Wary silence from Arab countries over Iran deal

By REUTERS
November 24, 2013 14:00
1 minute read.

Iran's nuclear deal with global powers was met with wary silence from Arab states on Sunday, with Iran's only two Arab friends Iraq and Syria welcoming the accord but others keeping their opinions to themselves.

All Arab countries apart from Syria and Iraq are ruled by Sunni Muslims who mainly regard Shi'ite Iran as a foe and have been deeply uneasy over the prospect of any rapprochement with the West that would benefit Tehran.




Arab leaders worry that the deal, under which Iran is being given relief from sanctions in return for curbs to its nuclear programme, signals a thaw in the 30 years of hostility between Tehran and Washington which will give Iran more regional clout.




"I am afraid Iran will give up something on [its nuclear programme] to get something else from the big powers in terms of regional politics. And I'm worrying about giving Iran more space or a freer hand in the region," said Abdullah al-Askar, chairman of Saudi Arabia's appointed Shoura Council, a quasi-parliament that advises the government on policy.

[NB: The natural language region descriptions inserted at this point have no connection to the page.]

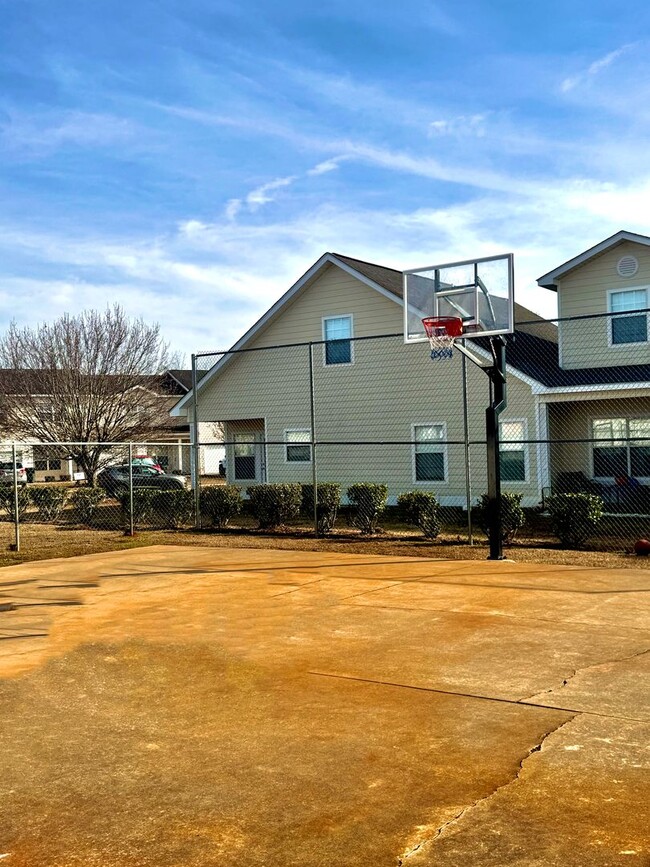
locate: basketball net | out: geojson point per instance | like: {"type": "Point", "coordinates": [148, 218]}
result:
{"type": "Point", "coordinates": [441, 332]}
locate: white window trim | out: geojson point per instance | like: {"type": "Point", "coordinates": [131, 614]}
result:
{"type": "Point", "coordinates": [325, 319]}
{"type": "Point", "coordinates": [610, 292]}
{"type": "Point", "coordinates": [287, 443]}
{"type": "Point", "coordinates": [524, 446]}
{"type": "Point", "coordinates": [612, 479]}
{"type": "Point", "coordinates": [254, 441]}
{"type": "Point", "coordinates": [443, 448]}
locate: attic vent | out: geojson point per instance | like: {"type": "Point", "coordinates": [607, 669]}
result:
{"type": "Point", "coordinates": [627, 266]}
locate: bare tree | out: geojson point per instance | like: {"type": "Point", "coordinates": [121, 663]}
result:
{"type": "Point", "coordinates": [92, 378]}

"The government of Iran, month after month, has proven that it has an ugly agenda in the region, and in this regard no one in the region will sleep and assume things are going smoothly," Askar said.




At the time he spoke, Saudi Arabia had yet to give any official response, and Askar stressed that he was giving his personal views. Other Sunni-ruled Arab states also had yet to respond on Sunday.